Maya Marshall’s All the Blood Involved in Love (Haymarket Books) is a striking portrait of womanhood, family, and racial injustice in America. The poems wrestle with difficult truths and bear naked humanity; All the Blood Involved in Love asks readers what makes a family and what a family produces. Maya Marshall’s debut interrogates the current sociopolitical nature and its threat to reproductive rights, choice, and Blackness. These poems wrestle with the expectations that women, especially Black women, must carry as they walk through America. In a time in which legislation has eliminated a woman’s right to choose and objectified their bodies, Marshall writes in “Big Water,” that “terror cannot protect like anger does.” I appreciate and truly value the righteous anger experienced in this work. Marshall examines how much blood and violence exists between justice and family–of the violence anti-reproduction laws perpetuate; the poems are vigilant beacons of what has happened, what is happening, and what is coming for America.
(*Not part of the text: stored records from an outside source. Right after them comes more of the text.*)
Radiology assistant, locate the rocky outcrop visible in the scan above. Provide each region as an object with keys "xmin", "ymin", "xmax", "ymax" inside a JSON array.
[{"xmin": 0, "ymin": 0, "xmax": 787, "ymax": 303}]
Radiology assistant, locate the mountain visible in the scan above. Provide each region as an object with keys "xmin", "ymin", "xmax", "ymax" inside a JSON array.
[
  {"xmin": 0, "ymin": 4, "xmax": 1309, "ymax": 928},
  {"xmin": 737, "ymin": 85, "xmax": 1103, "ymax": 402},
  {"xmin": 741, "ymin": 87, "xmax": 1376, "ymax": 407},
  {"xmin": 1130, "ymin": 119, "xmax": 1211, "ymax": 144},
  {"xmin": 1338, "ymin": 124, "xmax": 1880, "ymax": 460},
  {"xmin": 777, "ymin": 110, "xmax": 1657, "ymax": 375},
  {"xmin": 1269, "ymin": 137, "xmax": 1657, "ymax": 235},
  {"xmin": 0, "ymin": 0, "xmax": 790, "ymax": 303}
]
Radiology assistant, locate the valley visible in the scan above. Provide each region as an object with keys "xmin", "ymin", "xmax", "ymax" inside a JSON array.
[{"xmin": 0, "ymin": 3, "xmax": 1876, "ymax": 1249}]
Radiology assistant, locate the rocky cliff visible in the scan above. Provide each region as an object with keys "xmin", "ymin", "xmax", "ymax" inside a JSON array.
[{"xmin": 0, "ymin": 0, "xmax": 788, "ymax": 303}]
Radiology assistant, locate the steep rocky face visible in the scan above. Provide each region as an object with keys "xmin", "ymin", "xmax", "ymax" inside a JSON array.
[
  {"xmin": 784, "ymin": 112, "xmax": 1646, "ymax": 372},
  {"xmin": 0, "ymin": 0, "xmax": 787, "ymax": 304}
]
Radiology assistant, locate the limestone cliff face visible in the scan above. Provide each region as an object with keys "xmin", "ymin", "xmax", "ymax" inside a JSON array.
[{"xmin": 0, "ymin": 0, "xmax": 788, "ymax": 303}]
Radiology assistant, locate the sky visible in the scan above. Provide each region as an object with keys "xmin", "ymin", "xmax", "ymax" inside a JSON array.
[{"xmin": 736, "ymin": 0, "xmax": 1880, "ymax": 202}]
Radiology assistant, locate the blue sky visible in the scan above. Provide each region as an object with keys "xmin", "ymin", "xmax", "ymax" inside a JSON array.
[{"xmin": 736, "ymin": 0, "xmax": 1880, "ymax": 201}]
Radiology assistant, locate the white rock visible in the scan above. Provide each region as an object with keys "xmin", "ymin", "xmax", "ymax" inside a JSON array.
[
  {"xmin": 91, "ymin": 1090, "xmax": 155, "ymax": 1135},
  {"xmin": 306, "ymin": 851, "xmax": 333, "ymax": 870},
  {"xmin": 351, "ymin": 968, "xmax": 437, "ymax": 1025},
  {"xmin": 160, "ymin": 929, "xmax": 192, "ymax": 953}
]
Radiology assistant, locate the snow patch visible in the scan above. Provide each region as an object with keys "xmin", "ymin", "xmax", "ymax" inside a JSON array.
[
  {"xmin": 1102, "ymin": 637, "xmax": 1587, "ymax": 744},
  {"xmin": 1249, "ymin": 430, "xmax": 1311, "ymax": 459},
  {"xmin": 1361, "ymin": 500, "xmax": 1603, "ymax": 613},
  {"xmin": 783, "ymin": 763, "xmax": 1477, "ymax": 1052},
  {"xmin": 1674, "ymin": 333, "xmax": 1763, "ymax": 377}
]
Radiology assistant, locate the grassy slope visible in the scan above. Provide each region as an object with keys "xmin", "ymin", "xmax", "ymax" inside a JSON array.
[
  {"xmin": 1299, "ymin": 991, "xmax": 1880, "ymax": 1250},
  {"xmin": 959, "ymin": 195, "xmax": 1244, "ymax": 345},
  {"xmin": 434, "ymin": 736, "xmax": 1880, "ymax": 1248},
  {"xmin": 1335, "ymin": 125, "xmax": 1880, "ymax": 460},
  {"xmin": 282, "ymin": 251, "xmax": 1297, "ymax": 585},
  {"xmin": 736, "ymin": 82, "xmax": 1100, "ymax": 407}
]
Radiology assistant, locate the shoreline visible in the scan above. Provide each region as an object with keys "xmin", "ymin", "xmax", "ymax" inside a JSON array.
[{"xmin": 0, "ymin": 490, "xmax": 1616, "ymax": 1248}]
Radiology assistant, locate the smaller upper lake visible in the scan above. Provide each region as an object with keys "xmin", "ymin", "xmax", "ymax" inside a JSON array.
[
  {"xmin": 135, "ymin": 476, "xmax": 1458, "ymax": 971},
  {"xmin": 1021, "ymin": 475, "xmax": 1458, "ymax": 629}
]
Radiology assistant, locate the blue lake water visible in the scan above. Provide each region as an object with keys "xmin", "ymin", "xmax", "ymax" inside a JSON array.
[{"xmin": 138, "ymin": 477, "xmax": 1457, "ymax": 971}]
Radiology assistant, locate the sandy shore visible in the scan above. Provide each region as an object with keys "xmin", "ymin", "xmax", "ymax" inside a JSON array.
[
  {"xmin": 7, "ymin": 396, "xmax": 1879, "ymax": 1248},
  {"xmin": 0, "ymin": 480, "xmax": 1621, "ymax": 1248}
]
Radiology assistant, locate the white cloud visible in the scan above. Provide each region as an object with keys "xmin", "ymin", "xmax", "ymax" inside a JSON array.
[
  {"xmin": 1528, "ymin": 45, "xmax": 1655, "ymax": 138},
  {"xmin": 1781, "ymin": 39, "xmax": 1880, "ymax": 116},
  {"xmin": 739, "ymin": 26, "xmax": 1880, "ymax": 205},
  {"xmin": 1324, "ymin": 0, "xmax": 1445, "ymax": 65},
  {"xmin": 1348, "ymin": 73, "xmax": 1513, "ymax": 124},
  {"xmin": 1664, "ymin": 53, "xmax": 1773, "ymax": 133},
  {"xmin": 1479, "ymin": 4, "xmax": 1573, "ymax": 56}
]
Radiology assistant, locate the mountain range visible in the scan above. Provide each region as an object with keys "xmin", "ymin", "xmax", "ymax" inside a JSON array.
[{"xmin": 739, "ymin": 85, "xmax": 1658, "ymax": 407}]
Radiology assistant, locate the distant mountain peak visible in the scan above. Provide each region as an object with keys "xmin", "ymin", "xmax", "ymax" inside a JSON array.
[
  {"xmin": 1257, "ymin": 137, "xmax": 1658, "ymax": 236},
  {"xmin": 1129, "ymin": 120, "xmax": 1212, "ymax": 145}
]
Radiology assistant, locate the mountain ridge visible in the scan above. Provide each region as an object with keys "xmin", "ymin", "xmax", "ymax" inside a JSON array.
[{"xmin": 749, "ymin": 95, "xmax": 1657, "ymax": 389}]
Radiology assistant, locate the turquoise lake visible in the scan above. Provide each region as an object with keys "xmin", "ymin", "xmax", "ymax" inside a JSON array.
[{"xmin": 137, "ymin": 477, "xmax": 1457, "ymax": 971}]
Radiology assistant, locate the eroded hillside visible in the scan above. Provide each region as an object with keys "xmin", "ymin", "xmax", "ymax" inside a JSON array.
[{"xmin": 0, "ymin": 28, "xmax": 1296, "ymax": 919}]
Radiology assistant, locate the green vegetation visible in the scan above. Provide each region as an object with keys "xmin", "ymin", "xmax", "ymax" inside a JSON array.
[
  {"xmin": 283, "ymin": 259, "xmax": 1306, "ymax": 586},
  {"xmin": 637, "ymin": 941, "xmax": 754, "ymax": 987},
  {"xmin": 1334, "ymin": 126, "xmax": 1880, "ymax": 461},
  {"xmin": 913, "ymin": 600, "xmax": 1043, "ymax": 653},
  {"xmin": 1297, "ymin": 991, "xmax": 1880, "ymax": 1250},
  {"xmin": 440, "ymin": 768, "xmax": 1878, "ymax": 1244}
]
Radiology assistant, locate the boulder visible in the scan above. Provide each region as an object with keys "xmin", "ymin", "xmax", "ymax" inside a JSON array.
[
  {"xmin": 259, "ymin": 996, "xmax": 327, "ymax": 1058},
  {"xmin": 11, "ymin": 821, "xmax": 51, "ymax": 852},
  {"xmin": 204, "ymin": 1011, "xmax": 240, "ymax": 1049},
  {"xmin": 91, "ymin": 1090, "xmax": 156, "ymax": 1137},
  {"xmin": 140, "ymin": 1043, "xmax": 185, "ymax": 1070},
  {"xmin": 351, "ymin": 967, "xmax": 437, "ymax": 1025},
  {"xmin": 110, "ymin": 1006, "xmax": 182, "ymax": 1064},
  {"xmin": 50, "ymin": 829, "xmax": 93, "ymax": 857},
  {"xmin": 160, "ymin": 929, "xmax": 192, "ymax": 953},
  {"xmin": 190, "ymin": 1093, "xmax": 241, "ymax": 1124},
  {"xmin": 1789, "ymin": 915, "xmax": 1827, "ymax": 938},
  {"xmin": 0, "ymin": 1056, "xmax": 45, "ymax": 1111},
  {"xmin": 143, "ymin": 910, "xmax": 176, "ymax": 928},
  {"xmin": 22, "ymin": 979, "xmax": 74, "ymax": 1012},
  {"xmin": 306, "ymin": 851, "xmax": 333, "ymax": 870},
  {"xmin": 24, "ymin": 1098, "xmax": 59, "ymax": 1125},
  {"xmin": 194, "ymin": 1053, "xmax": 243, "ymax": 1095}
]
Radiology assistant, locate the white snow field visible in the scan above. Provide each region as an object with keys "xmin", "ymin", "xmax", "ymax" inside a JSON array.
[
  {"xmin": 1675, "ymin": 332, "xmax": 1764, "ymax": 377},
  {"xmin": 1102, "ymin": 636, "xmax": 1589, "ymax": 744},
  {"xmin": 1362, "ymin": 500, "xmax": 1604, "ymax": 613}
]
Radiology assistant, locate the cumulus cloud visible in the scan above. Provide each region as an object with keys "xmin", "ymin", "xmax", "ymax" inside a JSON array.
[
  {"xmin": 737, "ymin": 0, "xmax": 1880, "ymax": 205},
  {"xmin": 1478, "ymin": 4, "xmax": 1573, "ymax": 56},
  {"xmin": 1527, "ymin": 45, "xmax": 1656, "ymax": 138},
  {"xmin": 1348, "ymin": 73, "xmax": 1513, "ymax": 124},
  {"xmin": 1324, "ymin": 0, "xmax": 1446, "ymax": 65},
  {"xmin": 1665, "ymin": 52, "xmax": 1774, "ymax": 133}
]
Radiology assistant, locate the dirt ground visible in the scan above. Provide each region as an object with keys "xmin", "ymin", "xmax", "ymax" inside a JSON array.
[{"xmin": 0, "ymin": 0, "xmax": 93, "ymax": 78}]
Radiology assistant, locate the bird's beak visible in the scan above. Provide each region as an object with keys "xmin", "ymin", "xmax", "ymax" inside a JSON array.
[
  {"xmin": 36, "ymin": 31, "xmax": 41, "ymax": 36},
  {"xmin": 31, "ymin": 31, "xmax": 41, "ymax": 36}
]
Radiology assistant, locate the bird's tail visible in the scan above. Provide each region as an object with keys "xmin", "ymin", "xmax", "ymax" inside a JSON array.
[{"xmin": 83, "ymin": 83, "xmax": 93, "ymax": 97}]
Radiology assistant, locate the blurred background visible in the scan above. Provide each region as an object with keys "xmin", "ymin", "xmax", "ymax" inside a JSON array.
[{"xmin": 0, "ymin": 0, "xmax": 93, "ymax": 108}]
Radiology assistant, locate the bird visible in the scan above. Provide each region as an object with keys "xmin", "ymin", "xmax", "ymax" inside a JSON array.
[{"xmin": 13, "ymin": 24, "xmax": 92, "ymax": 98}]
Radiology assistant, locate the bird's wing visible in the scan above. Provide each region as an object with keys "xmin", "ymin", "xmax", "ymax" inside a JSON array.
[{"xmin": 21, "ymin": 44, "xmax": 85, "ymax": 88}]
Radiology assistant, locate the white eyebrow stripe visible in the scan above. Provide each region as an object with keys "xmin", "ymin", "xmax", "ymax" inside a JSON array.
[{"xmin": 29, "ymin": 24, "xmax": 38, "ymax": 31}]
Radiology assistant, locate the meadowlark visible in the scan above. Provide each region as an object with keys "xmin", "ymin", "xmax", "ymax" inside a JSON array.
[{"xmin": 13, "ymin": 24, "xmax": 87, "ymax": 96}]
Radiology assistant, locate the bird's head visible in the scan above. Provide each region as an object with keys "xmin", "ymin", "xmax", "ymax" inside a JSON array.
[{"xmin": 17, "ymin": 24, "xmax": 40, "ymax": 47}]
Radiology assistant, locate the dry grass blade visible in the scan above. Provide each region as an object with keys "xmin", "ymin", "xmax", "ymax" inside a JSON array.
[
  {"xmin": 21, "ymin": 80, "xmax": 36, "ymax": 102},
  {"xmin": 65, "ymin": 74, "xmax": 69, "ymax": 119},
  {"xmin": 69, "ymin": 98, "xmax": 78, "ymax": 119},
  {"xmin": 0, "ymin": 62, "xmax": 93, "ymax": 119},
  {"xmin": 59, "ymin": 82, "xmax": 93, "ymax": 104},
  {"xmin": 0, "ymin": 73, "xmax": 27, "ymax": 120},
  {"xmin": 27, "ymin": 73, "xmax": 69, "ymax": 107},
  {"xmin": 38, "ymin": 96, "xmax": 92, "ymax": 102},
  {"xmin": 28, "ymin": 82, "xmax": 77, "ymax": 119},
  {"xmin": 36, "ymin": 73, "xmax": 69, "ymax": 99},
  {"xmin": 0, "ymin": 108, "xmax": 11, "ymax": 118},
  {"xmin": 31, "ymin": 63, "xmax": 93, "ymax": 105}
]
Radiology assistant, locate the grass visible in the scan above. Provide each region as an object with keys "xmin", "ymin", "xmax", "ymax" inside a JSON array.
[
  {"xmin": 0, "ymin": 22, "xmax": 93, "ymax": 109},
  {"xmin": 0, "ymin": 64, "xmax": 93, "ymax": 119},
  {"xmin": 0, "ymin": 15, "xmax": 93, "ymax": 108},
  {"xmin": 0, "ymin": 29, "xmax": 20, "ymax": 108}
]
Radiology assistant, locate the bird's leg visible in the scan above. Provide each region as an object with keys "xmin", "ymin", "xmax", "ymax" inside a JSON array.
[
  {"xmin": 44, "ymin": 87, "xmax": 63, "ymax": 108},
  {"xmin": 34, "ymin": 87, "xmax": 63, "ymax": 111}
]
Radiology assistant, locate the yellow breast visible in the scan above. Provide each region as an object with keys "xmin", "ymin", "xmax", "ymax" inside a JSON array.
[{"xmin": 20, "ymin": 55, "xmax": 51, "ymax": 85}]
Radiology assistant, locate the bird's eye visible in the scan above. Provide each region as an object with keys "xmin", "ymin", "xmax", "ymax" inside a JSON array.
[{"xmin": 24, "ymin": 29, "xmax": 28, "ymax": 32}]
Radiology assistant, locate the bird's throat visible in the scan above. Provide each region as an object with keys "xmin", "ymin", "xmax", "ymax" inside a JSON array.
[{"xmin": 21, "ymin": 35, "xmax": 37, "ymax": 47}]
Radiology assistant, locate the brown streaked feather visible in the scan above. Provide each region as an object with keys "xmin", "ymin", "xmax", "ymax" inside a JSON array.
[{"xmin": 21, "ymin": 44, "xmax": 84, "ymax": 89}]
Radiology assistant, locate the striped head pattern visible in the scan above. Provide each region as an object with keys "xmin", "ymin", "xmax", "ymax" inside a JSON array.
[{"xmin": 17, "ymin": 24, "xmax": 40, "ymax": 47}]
Marshall’s, “An Abortion Ban,” first published in the Boston Review is among my favorites in the book; it paints a harrowing picture of what women, especially Black and brown women, will face as Roe v. Wade is overturned. She writes that an abortion ban “is a body snatcher/ is an ethnic cleansing” and I think how frustrating it is to be a human with a uterus—, how our bodies so easily become objectified by white legislators. The language in “An Abortion Ban” is unrestrained and unassuming.
Semen is an innocent bystander.
Penises are just boys being.
A pregnant black woman is a dead black woman.
A black woman who miscarries is a dead crow.
A state legislature is a vulture.
A choice is a liability.
The metaphors are haunting, but they are not written to discourage; rather, I read Marshall’s work and feel empowered. These metaphors, and really the Black woman that forged them, do what good poetry should–reminds and emboldens readers to continue this righteous fight for reproductive justice as well as racial justice.
In “To Deliver a Stillborn Safely” I hear remnants of what Marshall writes in “An Abortion Ban.” She returns to the idea that a woman’s body is a commodity in America; she writes “when I consider pregnancy, I think of American rot.” This is such a visceral analogy about stolen agency.
not the babies but the people cop-murdered in the streets and governments saving rapists’ fruit to spite the women bearing it.
It stinks of God and Mary.
Don’t you know He may enter
any vessel and raise flesh or fire?
Maybe it’s passé to be angry with God,
but fury is part and parcel of love.
This seems to reflect the blood in the relationship between Christian nationalism and the violent use of scripture in lawmaking. In this way, I almost read it as a cry of revenge against spiritual abuse or neglect—themes that are so present in this work.
Maya Marshall’s work is bone-breaking and such important, poignant poetry; she shares not merely a political message but a human message. All the Blood Involved in Love is a blood transfusion.